I don't follow. D's arrays will always have a GC.

If you have a different type of array, it's a different type, it can do whatever it wants.

Remember that a dynamic array does not necessarily refer to GC-allocated memory. The dynamic array operations don't care about that at all, but it does make it so that you can have a problem figuring out when it's okay to free the memory that you sliced them from if you start passing them around all over the place and potentially storing them.

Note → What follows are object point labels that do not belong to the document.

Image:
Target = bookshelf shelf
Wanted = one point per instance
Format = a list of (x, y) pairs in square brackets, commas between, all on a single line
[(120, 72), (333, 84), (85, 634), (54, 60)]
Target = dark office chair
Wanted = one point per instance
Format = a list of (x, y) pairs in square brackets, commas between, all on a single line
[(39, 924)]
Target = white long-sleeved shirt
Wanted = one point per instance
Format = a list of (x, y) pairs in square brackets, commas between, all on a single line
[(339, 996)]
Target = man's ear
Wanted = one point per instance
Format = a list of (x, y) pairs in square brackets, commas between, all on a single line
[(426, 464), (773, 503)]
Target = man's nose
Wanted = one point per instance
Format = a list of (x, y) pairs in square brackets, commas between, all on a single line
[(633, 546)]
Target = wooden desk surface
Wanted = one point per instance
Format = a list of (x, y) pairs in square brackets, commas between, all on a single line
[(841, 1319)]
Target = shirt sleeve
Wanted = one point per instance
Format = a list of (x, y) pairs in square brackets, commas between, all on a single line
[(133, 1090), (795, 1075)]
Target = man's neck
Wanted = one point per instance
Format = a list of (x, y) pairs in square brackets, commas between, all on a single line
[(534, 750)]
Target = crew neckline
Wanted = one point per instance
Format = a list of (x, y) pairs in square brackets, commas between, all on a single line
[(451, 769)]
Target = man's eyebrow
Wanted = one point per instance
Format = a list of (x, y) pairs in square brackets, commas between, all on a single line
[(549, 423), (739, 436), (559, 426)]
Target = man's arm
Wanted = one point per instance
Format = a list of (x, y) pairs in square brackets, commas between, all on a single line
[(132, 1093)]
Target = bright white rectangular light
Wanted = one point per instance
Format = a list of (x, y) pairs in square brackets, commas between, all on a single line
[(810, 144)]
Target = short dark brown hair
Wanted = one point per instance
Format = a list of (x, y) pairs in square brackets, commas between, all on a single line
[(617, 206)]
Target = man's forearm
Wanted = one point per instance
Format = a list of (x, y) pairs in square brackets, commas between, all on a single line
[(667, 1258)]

So, in that regard, the fact that a dynamic array doesn't really own or manage its own memory can complicate things when the dynamic array was not allocated via the GC (be it because it was sliced from malloced memory or sliced from a static array or whatever).

There's also the issue that some folks disable the GC, which doesn't prevent dynamic arrays from working aside from the few operations that require the GC, but it does mean that you to be that much more careful about how you use them.

Personally, I think that using malloc or a static array to back a dynamic array works great if you're dealing with localized stuff that you're going to pass to pure, free functions (which therefore can't slice the dynamic array and store it elsewhere), but once you're dealing with dynamic arrays that get passed around and stored arbitrarily, it gets seriously iffy to slice malloced memory or static arrays and start passing those dynamic arrays around. It quickly becomes far more sensible to create a container that gives you range rather than deal with dynamic arrays.